Ailments from unclean sheets can become even more serious if they're allowed to continue. The so-called "allergies" to these microscopic mites crawling in our sheets make make heart disease, cancer and dementia more likely due to the inflammation caused.

And many of us don't realize mites thrive on the many millions of skin cells we shed each night as we sleep. At only 1/100th of an inch long, their teensy droppings are known to trigger significant respiratory symptoms.

And that doesn't include the hair, dander, or possible infections and infestations from our pets, something Jeanetta and I never consider when it comes to Benji the pound pup. Switching sheets at least once a week, especially if you are anything like 78 percent of pet owners who, like us, allow their fur child to sleep with them, can help reduce allergies and "itchy, red skin patches."
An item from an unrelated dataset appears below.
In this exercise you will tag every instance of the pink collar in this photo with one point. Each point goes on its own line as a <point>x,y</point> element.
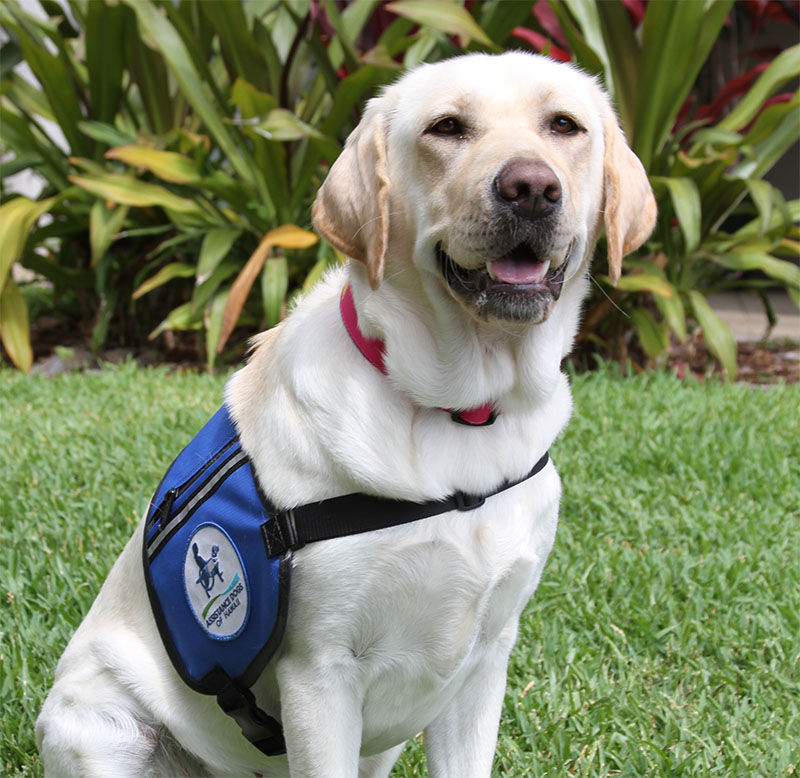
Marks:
<point>374,350</point>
If all that isn't sufficient to make you grab for the Tide, bacteria can multiply on sheets and pillow cases if you happen to drool or sweat, along with mattress pads and blankets.

Considering we spend a third of our lives in bed, it's only wise to take this to heart and learn from it. Now if you'll excuse me, I need to move the sheets into that darn noisy dryer.

Verdict: Media shame

The Rittenhouse jury, after three days of deliberating the actual "facts" of the Kyle Rittenhouse case in Kenosha, Wis., determined the 18-year-old was not guilty after he shot three men in self-defense, killing two, as they joined rioters, looters and arsonists ransacking that town in August 2020, under the preposterous guise of peaceful "protesting."
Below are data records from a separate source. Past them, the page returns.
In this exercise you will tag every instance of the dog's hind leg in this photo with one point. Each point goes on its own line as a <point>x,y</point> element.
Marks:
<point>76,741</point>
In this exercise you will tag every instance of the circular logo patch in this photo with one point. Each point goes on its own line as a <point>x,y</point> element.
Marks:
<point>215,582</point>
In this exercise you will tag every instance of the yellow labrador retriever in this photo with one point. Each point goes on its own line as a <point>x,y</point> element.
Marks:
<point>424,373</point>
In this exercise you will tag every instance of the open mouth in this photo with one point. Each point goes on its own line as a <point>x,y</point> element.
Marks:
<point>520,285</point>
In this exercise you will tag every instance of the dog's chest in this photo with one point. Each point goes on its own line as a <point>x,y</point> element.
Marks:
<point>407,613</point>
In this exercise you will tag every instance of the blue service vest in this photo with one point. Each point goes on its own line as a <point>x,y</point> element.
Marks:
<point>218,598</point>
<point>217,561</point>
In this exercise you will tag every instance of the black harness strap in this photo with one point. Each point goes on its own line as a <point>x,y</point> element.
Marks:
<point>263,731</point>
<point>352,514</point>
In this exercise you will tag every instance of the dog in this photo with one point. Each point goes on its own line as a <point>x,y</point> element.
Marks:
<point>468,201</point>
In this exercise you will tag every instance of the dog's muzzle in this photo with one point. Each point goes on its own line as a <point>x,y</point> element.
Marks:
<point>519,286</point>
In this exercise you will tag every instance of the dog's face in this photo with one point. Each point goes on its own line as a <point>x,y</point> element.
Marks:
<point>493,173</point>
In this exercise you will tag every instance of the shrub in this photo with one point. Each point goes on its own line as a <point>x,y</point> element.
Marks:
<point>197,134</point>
The jury's findings revealed perhaps the lowest point in credibility in journalism history based on the falsehoods they reported, as well as in social media. It certainly represents that for me after 50 years of practice.

From days after the incident, uninformed media mouthpieces for corporate employers were spewing wholly false information that characterized the young man as a "white supremacist, vigilante and racist" run amok with his AR-15. Nonsense.

Even Joe Biden felt he had to weigh in after the shootings to imply Rittenhouse was a white supremacist. In light of the outcome, I'd say it's time for ol' Joe to apologize.

This case certainly created a real field day for at least a dozen know-nothing pretend journalists as they continually slandered Rittenhouse with lies and few facts.

I hold that group indefensibly responsible for influencing this case that should never have been brought by a clearly incompetent prosecutor whose performance in the courtroom was beyond reprehensible.

Thankfully, the teenager wound up with a neutral jury who, after deliberating the actual facts of that violent night in Kenosha (rather than partisan hearsay and lies), voted the young man "not guilty" on all five counts. Facts thankfully mattered to these folks.

It's disgraceful there are those in the national media and on TV talk shows who instantly leaped to false conclusions. They repeatedly and ignorantly labeled the soft-spoken former police and fire cadet Rittenhouse a white supremacist and racist without evidence and despite the fact everyone involved was white.

They repeated the lies without regard for the poisonous smears they were irresponsibly piling on Rittenhouse. In many ways their agenda-laden onslaught was akin to that suffered by young Nick Sandmann, whose reputation also was nationally savaged a couple of years back by reporter wannabes in the same mainstream media, which triggered a multimillion-dollar defamation suit settled in his favor.

I'm hoping Rittenhouse follows Sandmann's lead in holding accountable those who so eagerly demonized him.

The jury of seven women and five men clearly took their solemn responsibility seriously. As a result, the young man who says he's attending Arizona State University online is free today to pursue his life and dreams, rather than suffering through a lifetime behind bars.